Use of Phosphate Binders

If hyperphosphataemia persists (fasting serum phosphorus >2 mmol/l) despite dietary restriction, oral phosphate binders are indicated to control this and are best administered along with meals. Aluminium hydroxide was the traditional product of choice, and although very effective as a phosphate binder (30-90 mg/kg/day), this was always associated with palatability issues. In recent years, this product has been withdrawn from the market due to concerns over aluminium toxicity in humans. Two newer products have become available on the human market, and although relatively little is known about their use in dogs and cats, anecdotally they appear to be both safe and effective. Sevelamer (Renagel®) has been used in cats at a dose of 200mg 2-3 times daily and lanthanum carbonate (Fosrenal®) has been used at a similar dose.

Control of Hypokalaemia

Hypokalaemia, probably mainly from inappropriate kaliuresis, is a common finding in feline CRF with a reported prevalence of around 15-20% of cats with CRF. Overt clinical signs are generally not seen until the serum concentration falls below around 3.0 mmol/l. However, although polymyopathy is often regarded as the major clinical manifestation of hypokalaemia, there are other significant consequences that are of particular importance in cats with CRF and may occur with less severe hypokalaemia. Hypokalaemia can directly contribute renal damage (hypokalaemic nephropathy) and the advancement of renal failure. The renal compromise induced by hypokalaemia has a number of facets but includes hypokalaemia-induced renal vasoconstriction, reduced responsiveness of the kidneys to vasopressin and increased renal ammoniagenesis which directly contributes to interstitial nephritis. There is also evidence that the presence of hypokalaemia will contribute to both the metabolic acidosis and hypertension that can occur in CRF. Potassium concentrations should be monitored regularly in cats with CRF and if they fall below 4 mmol/l, supplementation with potassium salts is recommended.

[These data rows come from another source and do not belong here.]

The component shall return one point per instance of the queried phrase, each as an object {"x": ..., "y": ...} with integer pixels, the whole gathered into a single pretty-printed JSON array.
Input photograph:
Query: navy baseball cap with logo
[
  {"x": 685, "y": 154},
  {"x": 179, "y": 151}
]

Hypertension and Chronic Renal Failure

Although primary hypertension is recognised, many cases of feline hypertension are secondary to other diseases, and the association with renal failure is the most important of these. There is a great degree of individual variation in response to therapy, but in cats monotherapy with amlodipine (a calcium channel blocker) is generally regarded as the treatment of choice for systemic hypertension.

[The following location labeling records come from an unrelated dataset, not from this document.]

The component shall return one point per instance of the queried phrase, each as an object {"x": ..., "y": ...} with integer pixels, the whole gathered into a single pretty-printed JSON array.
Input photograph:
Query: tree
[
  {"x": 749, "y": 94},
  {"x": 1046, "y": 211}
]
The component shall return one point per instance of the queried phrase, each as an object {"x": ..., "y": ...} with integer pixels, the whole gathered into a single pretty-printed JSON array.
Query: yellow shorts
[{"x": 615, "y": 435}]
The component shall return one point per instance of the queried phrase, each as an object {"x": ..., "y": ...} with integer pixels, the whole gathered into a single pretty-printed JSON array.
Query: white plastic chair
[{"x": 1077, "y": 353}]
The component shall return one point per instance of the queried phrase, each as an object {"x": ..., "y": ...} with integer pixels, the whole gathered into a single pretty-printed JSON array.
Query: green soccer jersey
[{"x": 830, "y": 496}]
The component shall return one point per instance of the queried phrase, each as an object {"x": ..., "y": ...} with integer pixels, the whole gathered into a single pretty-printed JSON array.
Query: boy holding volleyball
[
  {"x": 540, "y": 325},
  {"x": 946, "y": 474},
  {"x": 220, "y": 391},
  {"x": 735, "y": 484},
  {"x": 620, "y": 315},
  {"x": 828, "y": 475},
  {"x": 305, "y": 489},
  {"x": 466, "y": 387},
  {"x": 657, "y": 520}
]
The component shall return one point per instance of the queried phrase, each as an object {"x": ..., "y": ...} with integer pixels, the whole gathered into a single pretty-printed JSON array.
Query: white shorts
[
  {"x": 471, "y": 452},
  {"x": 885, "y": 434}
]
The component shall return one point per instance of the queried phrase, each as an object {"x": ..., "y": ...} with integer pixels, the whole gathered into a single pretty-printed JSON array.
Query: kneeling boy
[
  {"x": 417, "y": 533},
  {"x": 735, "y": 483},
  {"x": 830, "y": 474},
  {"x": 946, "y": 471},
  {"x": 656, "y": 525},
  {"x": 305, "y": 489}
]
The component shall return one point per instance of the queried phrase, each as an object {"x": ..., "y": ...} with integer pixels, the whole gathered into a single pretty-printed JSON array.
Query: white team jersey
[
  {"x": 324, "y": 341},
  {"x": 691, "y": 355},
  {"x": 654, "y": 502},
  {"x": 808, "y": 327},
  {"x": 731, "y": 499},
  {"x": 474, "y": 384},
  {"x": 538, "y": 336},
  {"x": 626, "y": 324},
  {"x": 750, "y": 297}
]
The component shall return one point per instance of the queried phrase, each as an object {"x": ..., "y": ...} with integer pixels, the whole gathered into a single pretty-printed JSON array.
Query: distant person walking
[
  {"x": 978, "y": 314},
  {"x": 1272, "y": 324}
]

ACE-inhibitor Therapy in Humans

At present there is too little data available to know whether ACE-inhibitor therapy slows progression of feline CRF, although there is rationale and some data to suggest that cats with elevated (and especially markedly elevated) proteinuria levels do benefit from therapy (especially cats with a UPC ratio >1.0). If human data is applicable to the cat, then in hypertensive renal failure, the first priority is to control the hypertension, and ACEI may not adequately do this in cats. However, a second priority could be control of the degree of proteinuria and it could be argued that these two objectives might best be achieved by a combination of an ACEI and a calcium channel blocker, but evidence to support this as a first line therapy is lacking.